I agree. I had no trouble until the mid-split transition in my area earlier this year.
Frequencies in my TA's have bounced around a bit, but always in conflict with one of the modem frequencies. I'll fire up my TA tomorrow and check on what it's currently using.
I've read too much on this subject over the past few months, and have come to a few conclusions.
- The root cause of the TA crashing is the COX transition to a mid split frequency scheme. The evidence is just too compelling, Everything fine before the transition, problems appearing after the transition. The transition was either poorly done or has revealed latent problems in the TA.
- The TA has significant difficulty communicating on the down stream link. Error counts are excessive. Even more alarming is that uncorrected errors often exceed the corrected error count in the TA. On the plus side, the TA is amazingly error tolerant. Uncorrected errors can rise into the 10's of thousands before a crash resets the counters. But, a good theory is that a latent bug crashes the TA when exactly the wrong packet gets corrupted.
- The frequencies chosen buy the TA almost always conflict with those used by the cable modem. There is no indication that a multiple access protocol is in place to prevent collisions, so collisions are inevitable. The natural consequence of collisions is errors. The cable modem is likely in a better position to ride through this errors given the protocols in use. The TA is simply rolling the dice that it can ride through them.
- TIVO is not blameless here. Its behavior of going into a panic canceling all recordings and pestering the user with messages when it briefly looses contact with the TA is simply poor design. It could easily ride through such errors and give a little extra time to the TA before declaring a panic.
- One must also look at the cable modem. Not sure how frequencies are allocated, but if it could somehow avoid the frequencies used by the TA, perhaps life would get better. It would be an interesting experiment to power down the modem, reboot the TA, then power up the modem to see if they are still using the same frequencies. It would also be interesting to know if a COX provided modem is also colliding with the TA. My own modem is a fairly new Motorola that COX is always trying to get me to change out in favor of theirs.
The upshot it that there are several opportunities to "fix" this problem. COX could straighten out their mid-split frequency allocation, CISCO could fix the bug in their firmware (fat chance since they delayed the box obsolete years ago), the modems could be smarter about their frequency selection.

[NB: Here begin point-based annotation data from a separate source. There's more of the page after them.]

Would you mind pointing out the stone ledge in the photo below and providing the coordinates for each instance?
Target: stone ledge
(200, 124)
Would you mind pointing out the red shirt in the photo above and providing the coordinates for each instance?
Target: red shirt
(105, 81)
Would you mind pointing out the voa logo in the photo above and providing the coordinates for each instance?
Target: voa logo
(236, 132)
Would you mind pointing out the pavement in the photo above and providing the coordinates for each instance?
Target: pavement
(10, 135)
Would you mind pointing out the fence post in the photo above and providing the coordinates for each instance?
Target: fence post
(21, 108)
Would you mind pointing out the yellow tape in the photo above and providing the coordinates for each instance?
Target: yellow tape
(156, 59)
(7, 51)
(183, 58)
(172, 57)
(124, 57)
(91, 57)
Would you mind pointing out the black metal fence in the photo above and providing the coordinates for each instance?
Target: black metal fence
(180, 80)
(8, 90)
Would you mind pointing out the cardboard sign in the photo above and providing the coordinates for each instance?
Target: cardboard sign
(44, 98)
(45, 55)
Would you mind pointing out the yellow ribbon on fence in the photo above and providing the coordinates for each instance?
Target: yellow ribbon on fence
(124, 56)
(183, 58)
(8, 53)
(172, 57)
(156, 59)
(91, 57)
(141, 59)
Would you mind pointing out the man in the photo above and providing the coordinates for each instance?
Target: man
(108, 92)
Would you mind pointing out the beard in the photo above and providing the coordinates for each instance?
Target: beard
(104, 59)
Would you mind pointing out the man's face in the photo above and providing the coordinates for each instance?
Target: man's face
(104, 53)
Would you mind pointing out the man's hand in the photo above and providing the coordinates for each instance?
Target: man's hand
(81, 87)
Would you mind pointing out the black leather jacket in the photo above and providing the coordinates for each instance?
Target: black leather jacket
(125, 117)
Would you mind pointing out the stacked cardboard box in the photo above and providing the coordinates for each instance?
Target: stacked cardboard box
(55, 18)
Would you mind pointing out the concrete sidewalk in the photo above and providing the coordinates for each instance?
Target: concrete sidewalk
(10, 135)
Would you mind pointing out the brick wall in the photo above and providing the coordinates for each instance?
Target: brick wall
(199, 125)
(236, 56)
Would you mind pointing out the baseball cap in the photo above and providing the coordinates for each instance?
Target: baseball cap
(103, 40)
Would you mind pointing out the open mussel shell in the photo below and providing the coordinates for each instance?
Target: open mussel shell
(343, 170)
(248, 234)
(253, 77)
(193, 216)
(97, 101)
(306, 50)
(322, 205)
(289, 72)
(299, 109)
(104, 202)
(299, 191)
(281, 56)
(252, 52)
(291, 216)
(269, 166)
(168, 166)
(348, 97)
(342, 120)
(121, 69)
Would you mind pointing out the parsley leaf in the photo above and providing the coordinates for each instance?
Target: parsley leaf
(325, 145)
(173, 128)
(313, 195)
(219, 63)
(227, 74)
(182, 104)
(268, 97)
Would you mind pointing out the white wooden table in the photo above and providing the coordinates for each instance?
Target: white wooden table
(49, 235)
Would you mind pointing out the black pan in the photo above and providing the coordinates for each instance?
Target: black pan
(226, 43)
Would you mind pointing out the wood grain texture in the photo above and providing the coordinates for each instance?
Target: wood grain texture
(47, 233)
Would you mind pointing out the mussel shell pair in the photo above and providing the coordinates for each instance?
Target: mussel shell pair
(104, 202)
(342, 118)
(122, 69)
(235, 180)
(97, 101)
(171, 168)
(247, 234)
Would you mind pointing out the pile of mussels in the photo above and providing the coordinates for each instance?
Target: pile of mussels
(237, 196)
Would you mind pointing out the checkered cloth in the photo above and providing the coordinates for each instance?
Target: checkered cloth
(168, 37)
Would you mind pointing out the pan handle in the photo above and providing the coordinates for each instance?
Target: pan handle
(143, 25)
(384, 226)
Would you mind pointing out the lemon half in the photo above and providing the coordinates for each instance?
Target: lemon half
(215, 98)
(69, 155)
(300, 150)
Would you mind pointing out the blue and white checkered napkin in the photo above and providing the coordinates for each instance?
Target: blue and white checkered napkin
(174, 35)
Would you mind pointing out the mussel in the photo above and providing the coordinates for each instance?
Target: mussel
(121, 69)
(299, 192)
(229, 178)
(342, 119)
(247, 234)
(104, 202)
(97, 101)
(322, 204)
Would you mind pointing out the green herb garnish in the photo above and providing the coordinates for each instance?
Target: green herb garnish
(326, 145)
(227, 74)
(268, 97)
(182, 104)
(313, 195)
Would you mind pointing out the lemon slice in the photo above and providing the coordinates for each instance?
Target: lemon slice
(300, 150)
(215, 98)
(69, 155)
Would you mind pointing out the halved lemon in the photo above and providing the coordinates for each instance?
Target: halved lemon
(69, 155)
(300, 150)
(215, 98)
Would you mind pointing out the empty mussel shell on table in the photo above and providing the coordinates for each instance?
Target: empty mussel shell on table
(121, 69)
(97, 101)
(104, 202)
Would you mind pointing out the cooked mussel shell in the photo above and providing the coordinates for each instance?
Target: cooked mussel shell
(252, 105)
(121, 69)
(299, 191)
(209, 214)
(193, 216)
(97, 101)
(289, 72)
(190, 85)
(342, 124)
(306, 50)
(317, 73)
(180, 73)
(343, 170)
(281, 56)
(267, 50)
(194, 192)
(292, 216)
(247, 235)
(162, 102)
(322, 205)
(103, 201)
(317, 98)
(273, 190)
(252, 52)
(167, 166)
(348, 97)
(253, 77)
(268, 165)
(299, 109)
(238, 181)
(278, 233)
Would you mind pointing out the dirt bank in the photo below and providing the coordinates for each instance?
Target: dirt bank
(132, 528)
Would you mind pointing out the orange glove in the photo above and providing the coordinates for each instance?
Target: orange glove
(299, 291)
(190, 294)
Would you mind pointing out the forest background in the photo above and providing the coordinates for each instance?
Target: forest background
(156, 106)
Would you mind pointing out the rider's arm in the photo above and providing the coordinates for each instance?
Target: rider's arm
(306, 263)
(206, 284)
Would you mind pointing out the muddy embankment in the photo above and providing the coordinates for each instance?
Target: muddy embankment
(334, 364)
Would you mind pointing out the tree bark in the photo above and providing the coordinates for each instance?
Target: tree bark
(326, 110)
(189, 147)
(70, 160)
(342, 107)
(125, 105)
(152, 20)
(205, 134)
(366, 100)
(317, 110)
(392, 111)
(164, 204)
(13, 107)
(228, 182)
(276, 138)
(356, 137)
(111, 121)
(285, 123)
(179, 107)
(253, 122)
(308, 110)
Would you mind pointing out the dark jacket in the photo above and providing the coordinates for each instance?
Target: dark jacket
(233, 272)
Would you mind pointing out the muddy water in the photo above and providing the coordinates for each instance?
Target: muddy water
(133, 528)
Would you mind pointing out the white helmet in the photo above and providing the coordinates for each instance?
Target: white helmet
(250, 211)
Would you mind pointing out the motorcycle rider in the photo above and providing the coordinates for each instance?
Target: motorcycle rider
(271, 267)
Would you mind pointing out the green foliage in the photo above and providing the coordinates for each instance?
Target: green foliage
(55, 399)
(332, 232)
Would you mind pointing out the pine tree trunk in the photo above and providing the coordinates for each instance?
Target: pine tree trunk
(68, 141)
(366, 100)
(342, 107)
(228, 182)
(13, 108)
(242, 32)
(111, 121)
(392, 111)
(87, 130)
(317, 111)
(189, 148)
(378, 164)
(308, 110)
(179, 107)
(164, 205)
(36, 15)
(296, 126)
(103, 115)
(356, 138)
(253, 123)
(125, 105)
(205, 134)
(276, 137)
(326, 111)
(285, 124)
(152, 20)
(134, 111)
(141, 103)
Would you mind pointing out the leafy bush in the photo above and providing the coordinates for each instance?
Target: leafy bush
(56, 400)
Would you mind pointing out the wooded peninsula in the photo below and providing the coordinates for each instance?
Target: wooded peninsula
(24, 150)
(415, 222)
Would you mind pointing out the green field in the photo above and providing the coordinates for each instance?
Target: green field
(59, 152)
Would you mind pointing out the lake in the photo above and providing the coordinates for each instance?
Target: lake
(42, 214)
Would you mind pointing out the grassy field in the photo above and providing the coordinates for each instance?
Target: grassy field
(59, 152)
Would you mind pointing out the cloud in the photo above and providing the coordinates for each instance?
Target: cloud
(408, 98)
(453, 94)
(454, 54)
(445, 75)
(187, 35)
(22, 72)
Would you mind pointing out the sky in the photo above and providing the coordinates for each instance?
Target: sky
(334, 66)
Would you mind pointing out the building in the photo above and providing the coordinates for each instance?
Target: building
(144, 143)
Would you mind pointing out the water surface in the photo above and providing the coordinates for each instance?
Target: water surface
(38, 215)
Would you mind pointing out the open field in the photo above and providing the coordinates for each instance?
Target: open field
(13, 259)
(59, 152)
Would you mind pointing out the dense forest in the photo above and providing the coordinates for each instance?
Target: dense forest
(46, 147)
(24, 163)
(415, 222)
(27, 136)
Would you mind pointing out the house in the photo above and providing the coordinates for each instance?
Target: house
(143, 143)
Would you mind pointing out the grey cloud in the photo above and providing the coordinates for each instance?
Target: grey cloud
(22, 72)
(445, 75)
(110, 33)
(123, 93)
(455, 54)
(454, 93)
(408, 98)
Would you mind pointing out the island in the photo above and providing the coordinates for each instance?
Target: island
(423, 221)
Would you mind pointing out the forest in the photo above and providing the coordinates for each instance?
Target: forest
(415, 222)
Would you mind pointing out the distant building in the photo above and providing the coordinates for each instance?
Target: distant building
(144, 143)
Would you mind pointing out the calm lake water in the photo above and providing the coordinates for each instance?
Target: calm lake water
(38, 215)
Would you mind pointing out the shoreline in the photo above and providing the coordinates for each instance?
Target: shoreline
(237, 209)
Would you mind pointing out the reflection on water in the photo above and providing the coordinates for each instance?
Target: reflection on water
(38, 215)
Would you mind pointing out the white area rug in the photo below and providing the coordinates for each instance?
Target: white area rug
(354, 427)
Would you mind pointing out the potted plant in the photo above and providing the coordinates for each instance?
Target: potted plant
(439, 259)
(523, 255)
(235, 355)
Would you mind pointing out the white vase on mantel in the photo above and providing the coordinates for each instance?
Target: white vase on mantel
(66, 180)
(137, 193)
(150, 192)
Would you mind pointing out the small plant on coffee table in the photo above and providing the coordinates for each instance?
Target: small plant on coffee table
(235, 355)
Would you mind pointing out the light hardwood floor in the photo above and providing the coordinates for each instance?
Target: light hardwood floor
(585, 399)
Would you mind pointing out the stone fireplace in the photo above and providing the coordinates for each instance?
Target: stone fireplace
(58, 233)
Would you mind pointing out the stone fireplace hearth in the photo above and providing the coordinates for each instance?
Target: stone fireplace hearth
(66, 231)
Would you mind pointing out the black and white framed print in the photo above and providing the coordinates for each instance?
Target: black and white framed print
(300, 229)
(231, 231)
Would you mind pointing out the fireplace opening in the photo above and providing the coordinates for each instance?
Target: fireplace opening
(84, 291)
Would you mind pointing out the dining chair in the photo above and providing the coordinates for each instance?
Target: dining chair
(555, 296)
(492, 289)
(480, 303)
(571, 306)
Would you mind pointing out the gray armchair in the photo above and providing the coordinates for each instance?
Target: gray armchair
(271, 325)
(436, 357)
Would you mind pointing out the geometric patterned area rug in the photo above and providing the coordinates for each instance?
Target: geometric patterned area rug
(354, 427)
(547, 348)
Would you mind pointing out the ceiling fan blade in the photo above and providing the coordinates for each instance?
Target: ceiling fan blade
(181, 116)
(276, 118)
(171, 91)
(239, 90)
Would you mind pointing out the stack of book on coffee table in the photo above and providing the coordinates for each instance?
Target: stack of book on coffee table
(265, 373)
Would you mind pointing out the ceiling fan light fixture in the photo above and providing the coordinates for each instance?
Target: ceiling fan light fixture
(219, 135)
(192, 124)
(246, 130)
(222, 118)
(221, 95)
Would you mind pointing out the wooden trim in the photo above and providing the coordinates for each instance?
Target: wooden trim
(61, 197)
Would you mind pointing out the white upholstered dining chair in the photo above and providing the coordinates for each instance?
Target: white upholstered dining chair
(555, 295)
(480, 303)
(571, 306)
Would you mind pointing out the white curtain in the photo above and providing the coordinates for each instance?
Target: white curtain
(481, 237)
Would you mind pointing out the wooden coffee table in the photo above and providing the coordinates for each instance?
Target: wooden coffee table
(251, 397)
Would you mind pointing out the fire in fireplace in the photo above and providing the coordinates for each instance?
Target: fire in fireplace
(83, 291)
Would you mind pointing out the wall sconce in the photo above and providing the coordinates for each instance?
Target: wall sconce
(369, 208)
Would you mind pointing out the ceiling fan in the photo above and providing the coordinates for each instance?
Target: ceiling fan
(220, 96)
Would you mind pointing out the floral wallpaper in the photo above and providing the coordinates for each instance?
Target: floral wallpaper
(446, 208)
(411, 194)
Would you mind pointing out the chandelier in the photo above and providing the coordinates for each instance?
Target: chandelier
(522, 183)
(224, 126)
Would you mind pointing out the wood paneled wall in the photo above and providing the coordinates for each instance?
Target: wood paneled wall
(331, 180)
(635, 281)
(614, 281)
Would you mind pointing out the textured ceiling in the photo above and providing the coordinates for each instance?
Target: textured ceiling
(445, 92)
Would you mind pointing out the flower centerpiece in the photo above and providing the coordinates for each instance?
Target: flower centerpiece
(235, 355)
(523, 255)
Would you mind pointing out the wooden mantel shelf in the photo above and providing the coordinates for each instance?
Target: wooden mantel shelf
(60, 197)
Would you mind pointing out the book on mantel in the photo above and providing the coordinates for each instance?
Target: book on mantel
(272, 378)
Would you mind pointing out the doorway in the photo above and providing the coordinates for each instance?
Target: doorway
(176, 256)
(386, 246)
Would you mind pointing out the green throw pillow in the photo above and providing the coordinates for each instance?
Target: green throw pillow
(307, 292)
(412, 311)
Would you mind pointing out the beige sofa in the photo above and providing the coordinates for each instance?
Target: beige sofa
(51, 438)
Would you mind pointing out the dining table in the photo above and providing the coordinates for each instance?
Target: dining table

Probably the worst thing about this whole situation is how COX has handled it. Assuming they know what the problem is, they are keeping their support staff in the dark. Untold hours have been wasted with truck rolls, hardware swaps and phone support, Hard working support staff and done their level best to solve a problem their company is fully aware of. Shameful corporate behavior. COX has chosen to bury this problem and ignore it.